Previously Observed Relationships Between Chronic Pancreatitis and Pancreatic Ductal Adenocarcinoma
Chronic Pancreatitis and Pancreatic Ductal Adenocarcinoma Share a Prominent Stroma
Both CP and PDAC develop an extensive fibrotic response often referred to as desmoplasia that leads to similar histopathologic features. Both diseases possess extensive fibrotic stroma infiltrated with a variety of leukocytes, acinar cell atrophy, and distorted and blocked ducts.3,4 The only important histologic difference between CP and PDAC is the presence of carcinoma in PDAC. However, cancer cells typically make up only a small fraction (~10%) of the volume of the tumors.5,6 Furthermore, focal areas of fibrosis lacking cancer that resemble CP are inevitably present surrounding PDAC, such that PDAC always occurs in the presence of CP. Also, precursors to PDAC are often observed within areas of CP. These observations suggest strong linkage between the diseases but do not clearly indicate the relationship between these diseases.
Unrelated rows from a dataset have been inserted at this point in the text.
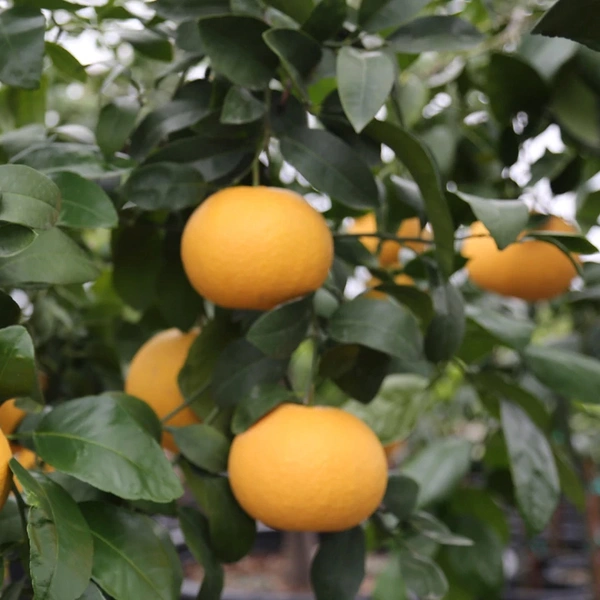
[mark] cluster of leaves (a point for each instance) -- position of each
(286, 93)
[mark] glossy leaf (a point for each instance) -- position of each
(130, 559)
(17, 363)
(204, 446)
(98, 441)
(532, 465)
(378, 324)
(239, 368)
(330, 166)
(232, 531)
(22, 32)
(165, 186)
(575, 376)
(439, 468)
(28, 197)
(65, 62)
(338, 568)
(278, 332)
(53, 258)
(197, 536)
(418, 160)
(237, 50)
(365, 80)
(14, 238)
(84, 204)
(61, 546)
(435, 34)
(505, 219)
(115, 124)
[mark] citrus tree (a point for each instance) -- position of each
(280, 238)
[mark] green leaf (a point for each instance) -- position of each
(260, 401)
(241, 367)
(513, 86)
(115, 124)
(28, 197)
(571, 241)
(478, 568)
(278, 332)
(573, 20)
(169, 118)
(195, 528)
(149, 43)
(365, 80)
(204, 446)
(197, 372)
(232, 531)
(17, 362)
(298, 52)
(10, 312)
(326, 19)
(418, 160)
(446, 331)
(378, 15)
(505, 219)
(165, 186)
(22, 32)
(395, 410)
(401, 496)
(85, 204)
(65, 62)
(299, 10)
(532, 465)
(432, 528)
(14, 238)
(338, 568)
(575, 376)
(237, 50)
(422, 576)
(330, 166)
(53, 258)
(240, 107)
(95, 439)
(435, 34)
(136, 253)
(378, 324)
(130, 559)
(439, 468)
(61, 546)
(509, 330)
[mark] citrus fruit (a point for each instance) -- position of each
(5, 473)
(256, 247)
(531, 270)
(308, 468)
(388, 254)
(152, 377)
(400, 279)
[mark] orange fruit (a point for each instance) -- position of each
(388, 254)
(5, 472)
(152, 377)
(532, 270)
(256, 247)
(308, 468)
(400, 279)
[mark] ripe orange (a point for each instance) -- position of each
(388, 255)
(256, 247)
(531, 270)
(5, 472)
(400, 279)
(308, 468)
(152, 377)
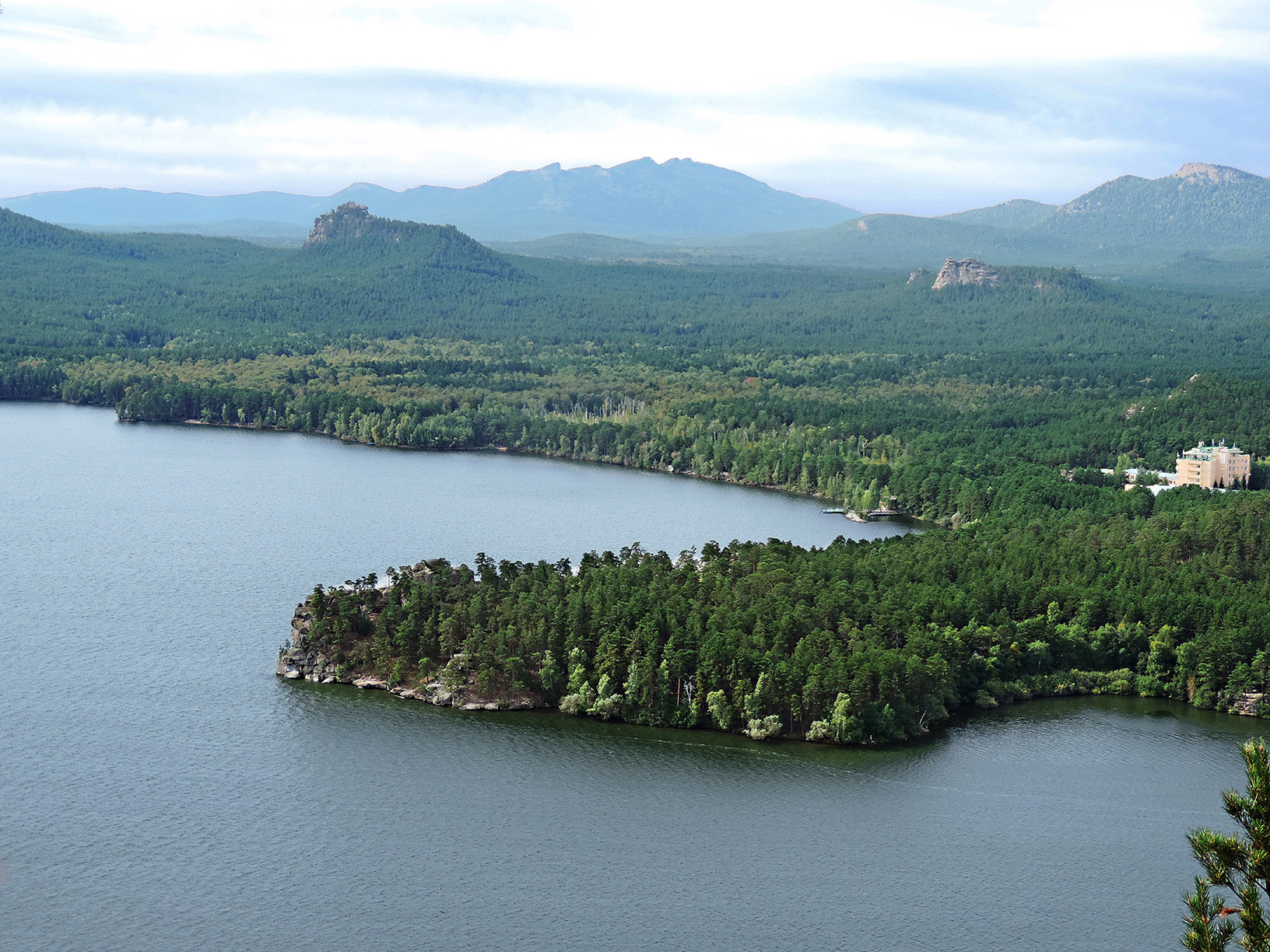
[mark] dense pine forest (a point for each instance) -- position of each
(987, 409)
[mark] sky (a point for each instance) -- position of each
(897, 106)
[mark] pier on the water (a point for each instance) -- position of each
(865, 516)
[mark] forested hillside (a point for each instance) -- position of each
(986, 409)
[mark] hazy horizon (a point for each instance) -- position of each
(918, 108)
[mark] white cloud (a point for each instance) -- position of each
(845, 100)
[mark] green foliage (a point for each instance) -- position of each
(1239, 862)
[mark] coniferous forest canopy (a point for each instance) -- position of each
(984, 409)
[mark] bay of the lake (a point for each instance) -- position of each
(160, 789)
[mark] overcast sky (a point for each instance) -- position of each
(879, 104)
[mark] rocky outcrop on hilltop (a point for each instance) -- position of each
(968, 271)
(1212, 174)
(349, 224)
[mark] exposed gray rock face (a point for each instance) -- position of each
(968, 271)
(303, 662)
(1211, 173)
(1247, 703)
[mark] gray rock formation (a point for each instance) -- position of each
(968, 271)
(456, 687)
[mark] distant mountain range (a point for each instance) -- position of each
(1203, 226)
(669, 201)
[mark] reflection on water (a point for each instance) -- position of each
(163, 789)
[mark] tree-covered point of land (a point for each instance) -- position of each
(987, 409)
(1075, 590)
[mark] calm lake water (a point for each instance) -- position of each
(162, 789)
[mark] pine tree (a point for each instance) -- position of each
(1240, 863)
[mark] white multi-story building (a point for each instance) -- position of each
(1219, 466)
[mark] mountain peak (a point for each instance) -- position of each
(1211, 173)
Chronic Pancreatitis Is a Risk Factor for Pancreatic Ductal Adenocarcinoma
CP is a major risk factor for PDAC.7–10 Although the vast majority of CP patients do not progress to PDAC, the cumulative risk of pancreatic cancer in subjects with CP was reported to be 4% after 20 years, with a standardized incidence ratio of 14.10 This is at least 10-fold greater risk than for those without CP. For patients with a rare form of CP, hereditary pancreatitis, the risk is even greater at 53 times the normal and a cumulative lifetime risk of 40%, which is the highest of any known genetically associated risk factor.11 However, the mutations associated with hereditary CP are not observed in PDAC from patients without hereditary CP.12 Furthermore, the vast majority of patients with CP do not progress to PDAC. Therefore, significant barriers must exist between the mechanisms responsible for CP and the development of PDAC.
Both Chronic Pancreatitis and Pancreatic Ductal Adenocarcinoma Possess Preneoplastic Lesions
Pathologic studies have suggested 2 important precursors to PDAC, pancreatic intraepithelial neoplasias (PanINs) and intraductal papillary mucinous neoplasms.13,14 PanINs are present in nearly all patients with CP.15–17 It has also been observed that chromosomal instability and genomic damage are present in pancreatic duct cells from patients with CP, similar to what is observed in PDAC.18 The specific mechanisms responsible for the genetic instability observed in CP are unclear. Nonetheless, these observations provide a potential explanation for the relationship between CP and PDAC.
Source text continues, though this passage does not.